A dynamic, young musician has burst onto the Columbia music scene in recent years. If you frequent restaurants such as The Grand on Main Street, Cantina 76 or Za’s on Devine Street, there’s a good chance you’ve heard the tones of musician Marcus Gullen and his guitar.
But the guitar wasn’t Gullen’s first instrument. He started playing drums when he was two years old and studied orchestral percussion, Latin percussion and even six-mallet marimba, according to Gullen.
"I have formal training in those areas," Gullen said.
Beyond drums and guitar, Gullen also plays the keyboard and sings, making him a versatile and multifaceted performer. While he is best known as a singer, Gullen started singing almost by chance.

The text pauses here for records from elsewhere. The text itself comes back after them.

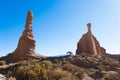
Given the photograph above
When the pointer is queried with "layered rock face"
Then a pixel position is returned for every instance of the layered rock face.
(26, 45)
(89, 44)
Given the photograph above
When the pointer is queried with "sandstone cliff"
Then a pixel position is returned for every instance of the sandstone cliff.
(26, 44)
(89, 44)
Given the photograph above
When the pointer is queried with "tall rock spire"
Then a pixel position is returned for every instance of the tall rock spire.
(89, 44)
(26, 45)
(89, 27)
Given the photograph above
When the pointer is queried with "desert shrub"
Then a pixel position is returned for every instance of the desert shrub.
(59, 74)
(28, 71)
(47, 63)
(77, 71)
(2, 63)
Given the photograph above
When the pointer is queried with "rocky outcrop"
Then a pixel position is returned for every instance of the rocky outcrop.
(26, 45)
(89, 44)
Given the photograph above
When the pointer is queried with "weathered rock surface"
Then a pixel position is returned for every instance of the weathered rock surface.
(26, 45)
(89, 44)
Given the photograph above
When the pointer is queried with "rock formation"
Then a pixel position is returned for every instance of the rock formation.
(26, 45)
(89, 44)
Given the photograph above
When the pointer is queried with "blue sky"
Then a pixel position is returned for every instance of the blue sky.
(59, 24)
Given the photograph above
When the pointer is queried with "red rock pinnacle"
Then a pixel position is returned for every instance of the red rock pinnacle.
(26, 45)
(89, 44)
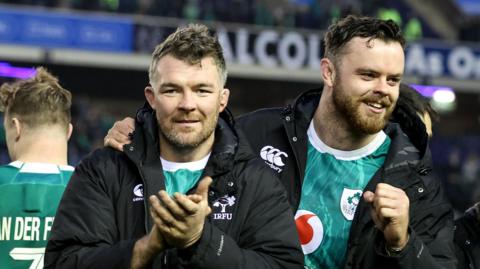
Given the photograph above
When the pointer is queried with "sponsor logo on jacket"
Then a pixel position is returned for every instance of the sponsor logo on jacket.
(273, 157)
(223, 203)
(138, 193)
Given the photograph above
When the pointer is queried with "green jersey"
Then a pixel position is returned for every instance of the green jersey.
(29, 196)
(181, 177)
(332, 188)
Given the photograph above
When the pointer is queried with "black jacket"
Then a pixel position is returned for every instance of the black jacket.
(282, 132)
(103, 212)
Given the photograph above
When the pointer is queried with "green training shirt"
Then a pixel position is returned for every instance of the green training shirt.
(182, 177)
(29, 196)
(332, 187)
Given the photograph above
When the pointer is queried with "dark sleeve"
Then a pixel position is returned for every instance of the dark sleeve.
(268, 237)
(84, 233)
(431, 234)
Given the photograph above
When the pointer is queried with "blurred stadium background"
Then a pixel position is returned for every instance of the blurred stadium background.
(100, 51)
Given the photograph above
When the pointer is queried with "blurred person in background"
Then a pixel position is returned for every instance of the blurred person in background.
(150, 205)
(37, 125)
(342, 134)
(411, 111)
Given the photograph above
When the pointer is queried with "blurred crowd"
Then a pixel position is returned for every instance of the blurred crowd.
(309, 14)
(457, 164)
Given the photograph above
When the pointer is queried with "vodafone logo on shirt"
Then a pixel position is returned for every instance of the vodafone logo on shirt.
(310, 230)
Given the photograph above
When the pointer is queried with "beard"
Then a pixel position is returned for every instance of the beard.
(187, 139)
(359, 121)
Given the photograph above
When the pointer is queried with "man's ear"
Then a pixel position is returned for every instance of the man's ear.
(18, 128)
(224, 95)
(69, 131)
(328, 72)
(150, 96)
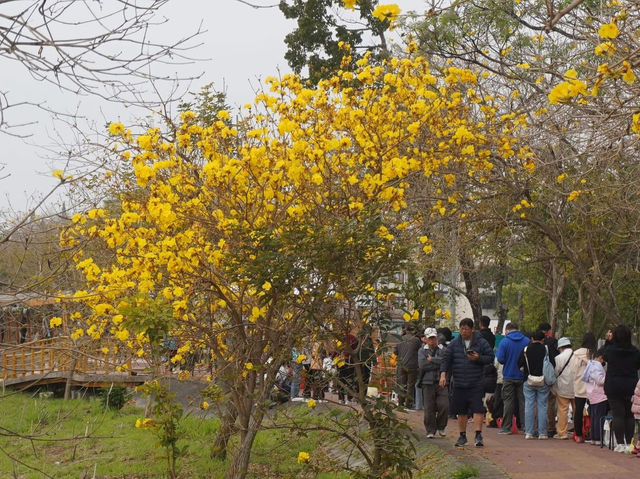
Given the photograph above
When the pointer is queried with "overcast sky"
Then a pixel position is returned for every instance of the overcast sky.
(241, 45)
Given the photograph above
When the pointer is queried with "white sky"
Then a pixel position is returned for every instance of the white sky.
(241, 44)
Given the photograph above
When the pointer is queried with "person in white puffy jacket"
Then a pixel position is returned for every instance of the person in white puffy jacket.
(564, 387)
(579, 362)
(593, 378)
(635, 409)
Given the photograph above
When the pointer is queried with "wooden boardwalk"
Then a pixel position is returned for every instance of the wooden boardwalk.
(59, 360)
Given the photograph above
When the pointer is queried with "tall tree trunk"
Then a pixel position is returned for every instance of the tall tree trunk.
(470, 276)
(501, 310)
(557, 283)
(227, 428)
(520, 308)
(239, 465)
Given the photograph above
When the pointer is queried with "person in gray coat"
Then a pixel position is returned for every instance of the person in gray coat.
(406, 352)
(435, 397)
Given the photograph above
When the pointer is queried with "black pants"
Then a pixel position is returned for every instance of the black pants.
(436, 407)
(346, 378)
(513, 397)
(577, 415)
(622, 418)
(406, 382)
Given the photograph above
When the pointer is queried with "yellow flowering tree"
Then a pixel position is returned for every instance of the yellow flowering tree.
(253, 233)
(579, 99)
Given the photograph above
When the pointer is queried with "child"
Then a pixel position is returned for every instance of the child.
(635, 409)
(594, 375)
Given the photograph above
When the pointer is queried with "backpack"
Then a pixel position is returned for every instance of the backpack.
(548, 370)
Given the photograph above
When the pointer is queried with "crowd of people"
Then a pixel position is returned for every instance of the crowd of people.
(529, 381)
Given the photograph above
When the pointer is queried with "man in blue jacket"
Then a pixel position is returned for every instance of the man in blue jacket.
(466, 357)
(508, 353)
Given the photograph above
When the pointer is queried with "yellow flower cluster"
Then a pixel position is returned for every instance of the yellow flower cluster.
(388, 12)
(305, 157)
(303, 457)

“I started playing drums for an artist, and then one night the artist was sick and couldn’t sing, and so they were like, 'Can anybody else sing?' I’m like, 'I’ll give it a try, I guess,'" Gullen said. "That's kind of what started it."
The results are an active musical career that features him as the lead singer for a variety of bands and combos. His 2017 album “Peace’d Together” showcases his musical range through funk, country and rock styles woven together by his mellifluous vocals.

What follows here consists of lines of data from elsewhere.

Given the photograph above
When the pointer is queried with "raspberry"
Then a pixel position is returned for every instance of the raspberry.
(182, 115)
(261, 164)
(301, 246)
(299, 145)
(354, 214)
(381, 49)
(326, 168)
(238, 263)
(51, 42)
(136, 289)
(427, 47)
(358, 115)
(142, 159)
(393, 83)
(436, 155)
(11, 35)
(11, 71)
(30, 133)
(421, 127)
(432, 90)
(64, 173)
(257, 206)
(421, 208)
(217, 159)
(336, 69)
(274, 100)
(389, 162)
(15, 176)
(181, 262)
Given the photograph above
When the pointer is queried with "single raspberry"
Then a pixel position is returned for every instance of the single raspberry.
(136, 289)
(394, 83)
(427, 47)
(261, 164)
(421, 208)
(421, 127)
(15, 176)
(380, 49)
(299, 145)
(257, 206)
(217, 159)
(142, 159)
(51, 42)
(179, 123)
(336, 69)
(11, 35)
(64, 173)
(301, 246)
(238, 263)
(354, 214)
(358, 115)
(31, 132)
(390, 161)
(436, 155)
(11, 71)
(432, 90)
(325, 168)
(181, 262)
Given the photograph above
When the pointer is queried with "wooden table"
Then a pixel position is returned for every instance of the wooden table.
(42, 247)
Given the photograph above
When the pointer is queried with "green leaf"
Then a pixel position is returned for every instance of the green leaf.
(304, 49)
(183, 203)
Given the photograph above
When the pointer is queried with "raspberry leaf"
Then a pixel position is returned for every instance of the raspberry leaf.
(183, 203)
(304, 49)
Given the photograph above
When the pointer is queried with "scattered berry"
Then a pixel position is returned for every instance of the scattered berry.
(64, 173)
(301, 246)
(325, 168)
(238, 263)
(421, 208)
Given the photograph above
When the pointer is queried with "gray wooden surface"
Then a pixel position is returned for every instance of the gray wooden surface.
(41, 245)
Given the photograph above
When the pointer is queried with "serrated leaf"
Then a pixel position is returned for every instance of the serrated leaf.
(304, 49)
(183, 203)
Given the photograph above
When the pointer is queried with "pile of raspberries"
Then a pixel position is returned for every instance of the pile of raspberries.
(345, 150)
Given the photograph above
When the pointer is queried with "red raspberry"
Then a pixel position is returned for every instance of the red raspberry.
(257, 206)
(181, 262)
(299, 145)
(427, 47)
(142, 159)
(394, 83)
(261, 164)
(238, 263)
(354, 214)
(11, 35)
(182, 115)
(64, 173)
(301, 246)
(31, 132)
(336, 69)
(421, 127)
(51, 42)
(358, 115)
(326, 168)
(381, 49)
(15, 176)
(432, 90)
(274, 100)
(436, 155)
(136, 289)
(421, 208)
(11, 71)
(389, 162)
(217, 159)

Diving into the unfamiliar is a theme for Gullen.
Whether it’s using a loop pedal for the first time during a live show or finding innovative ways to overcome the obstacles of the pandemic, Gullen said he has found immense value in just going for it.
“I’ve always been one to just dive in headfirst,” Gullen said. “Sometimes it can be a fault. Because, you know, I get in over my head. But, to me, you forfeit learning opportunities if you don’t. Sometimes when you’re too cautious, you miss out on the growth.”
Greg Sword, Gullen’s manager, is often asked to dive in with him. A recent example is their St. Valentine’s Day show that expanded their typical performance into a full-scale event complete with a chef.
“This is even a learning process because we’re adding an extra layer to it in terms of having a chef,” Sword said. “These are different realms that I never quite thought I would cross into.”
Sword said he is willing to take these leaps because of who Gullen is and what he brings to Columbia.
“I realized, this is somebody that can bring things that need to be brought into the music community,” Sword said. “When he came in, I’m like, 'This is the attitude that other musicians need to have.'”
Jim Graddick, a violinist in Columbia for over ten years and a USC School of Music graduate, said Gullen’s influence is a “rising tide that lifts all boats.”
“He makes Chapin feel like a little bit more of a sociable place because people go out to hear him,” Graddick said. “Chapin is funny because it feels like a small town but it’s such a vibrant musical community, and a lot of that is just because of Marcus [Gullen]. He’s really turned it into a destination for live music.”
Gullen’s impact on the Columbia music scene is especially remarkable considering he has only lived in the area for about three years, according to Sword. During this relatively short time, he has re-energized live music in South Carolina’s capital.
“Marcus brings so much energy with him whenever he gets on stage. It’s electrifying, really,” Graddick said. “I mean he kind of brings the atmosphere with him.”
In addition to concerts, private gigs and weekly performances at restaurants, Gullen’s upcoming projects include a series of singles that are to be released throughout the year. For these singles, Gullen is trying a new creative approach, one that embraces “everybody’s input on the song,” instead of just his own vision.
Relinquishing control over a creative product can be daunting for an artist, but daunting doesn’t seem to faze Gullen. Odds are he will dive in and make a splash.
Correction (Feb. 24, 2021, at 11:07 a.m.): A previous version of this article stated the photo is courtesy of Greg Sword. The photo was taken by Rodrick King and provided by Greg Sword.